Speaking of which, Shinobu Oshino.

Once she’d finished hearing what Miss Gaen had to say, she watched her climb down the mountain but didn’t offer any thoughts.

Her attitude standoffish.

Of course, it was true she couldn’t dismiss everything with an “Impossible” after that thorough of an explanation…

I felt anxious seeing her like this, so I blurted out a cowardly, “So what’re you going to do, Shinobu?” But.

“What is there to be done?” she asked back, sounding bored. “Though an irregularity may have occurred, we must act in accordance with that expert’s plan. Whatever the case may be with him, he shall be finished this eve. ’Twould be one thing if he were in his full and true state, but just as I myself showed this spring break, he’ll prove no match for multiple experts in his half-boiled condition. Despite what that expert said, I believe the doll-girl might be enough on her own.”

“…”

“He will be eliminated, and that will be the end of it. Done. That is all─nothing left for us to do. If they say his power may increase when near me, then I ought not to meet him, though that may not be the case for thee. His end will come unknown to me… I must say this just in case, my master, but do not worry thyself when ’tis not called for.” Her eyes alert, she continued as if to drive the point home. “While that woman spoke in ways to incite thee, in part to amuse herself─I have neither first nor second thrall. What use do orders and numberings have for me after five centuries alive? I was sure to preface my story to thee the other day, was I not?”

“Preface? Like what?”

“Occupy not thyself with foolish envy. Stem thy emotions at adorable jealousy.
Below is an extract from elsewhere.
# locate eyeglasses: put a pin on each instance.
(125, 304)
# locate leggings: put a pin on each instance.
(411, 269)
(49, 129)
Do not worry.”

Thou art the only one for me now, she said.

Having lived for five hundred years (almost six hundred, actually), she probably meant it with her advice, but it still seemed like she was trying to be considerate towards me─Kanbaru only listened quietly.

In any case.

A nonstop crisis that had begun at nine the previous night finally seemed to hit a short breather after the twelve-or-so-hour mark.

“Hit a short breather? So like spanking someone when they’re panting,” Kanbaru offered strange advice about how to deal with a hyperventilator. She continued to say idiotic things despite it being morning already (she did meet with me after napping, so maybe she was only now hitting a giddy, sleep-deprived high), but it eased the tension─and as it eased, my stomach growled.

And so, I decided to take the five-thousand-yen allowance given to me by Miss Gaen (I didn’t want to think of it as payment for a job) and go buy some breakfast, just as she suggested.

I might not be able to go home yet, but that didn’t mean I’d fast until nighttime─I wouldn’t call myself resistant to hunger now that my link to Shinobu had been cut, nor could I allow my junior to starve.

“I desire donuts.”

At least one thing about Shinobu was the same as ever.

Kanbaru, my overachieving junior, asked “Should I go run over and get some?” but I’d barely done any work yet and wanted her to let me do some shopping at least.

“Really? I want to make it up to you for kneeing you when you weren’t able to heal.”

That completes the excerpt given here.